How A Deficiency Can Affect Your Body

common nutrient deficiencies

How A Deficiency Can Affect Your Body

There are many different vitamins, minerals, and nutrients that are needed every day in order to stay healthy. However, not everyone is able to get enough of each of these vitamins. Continue reading to learn more about some of the most common nutrient deficiencies.

Common Nutrient Deficiencies

Iron

Iron is an essential mineral that is used to do many things in the body. For example, it is used to make hemoglobin and myoglobin. Hemoglobin is a protein that transports oxygen throughout the blood vertebrates. Myoglobin is similar, however, it transports blood to the muscle cells. It is also used to make certain hormones. Iron deficiency is very common as it affects more than 25% of people across the world.

Symptoms include iron deficiency includes tiredness, weakened immune system, weakness, and impaired brain function.
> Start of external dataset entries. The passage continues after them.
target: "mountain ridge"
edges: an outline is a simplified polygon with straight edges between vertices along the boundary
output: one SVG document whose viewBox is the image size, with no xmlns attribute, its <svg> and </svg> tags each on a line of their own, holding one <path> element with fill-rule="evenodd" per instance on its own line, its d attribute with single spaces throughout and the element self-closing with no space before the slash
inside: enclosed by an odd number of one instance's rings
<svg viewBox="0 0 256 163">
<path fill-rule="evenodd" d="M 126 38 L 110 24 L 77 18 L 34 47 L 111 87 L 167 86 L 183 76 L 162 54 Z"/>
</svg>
There are two different types of iron that you can get from certain foods. These are heme iron and non-heme iron. Heme iron is absorbed better than non-heme but can only be found in animal foods like meats. On the other hand, non-heme iron is more common as it can be found in animal foods and plant foods but is not as easily absorbed.

Calcium

Calcium is another essential mineral that is needed to maintain strong bones and teeth along with aiding in cell function. A survey taken back in 2010 showed that 15% of teenage girls less than 10% of women, less than 22% of teenage boys and men in the United States met the daily recommended amount of calcium. This makes around This makes a lot of people at risk of developing a calcium deficiency.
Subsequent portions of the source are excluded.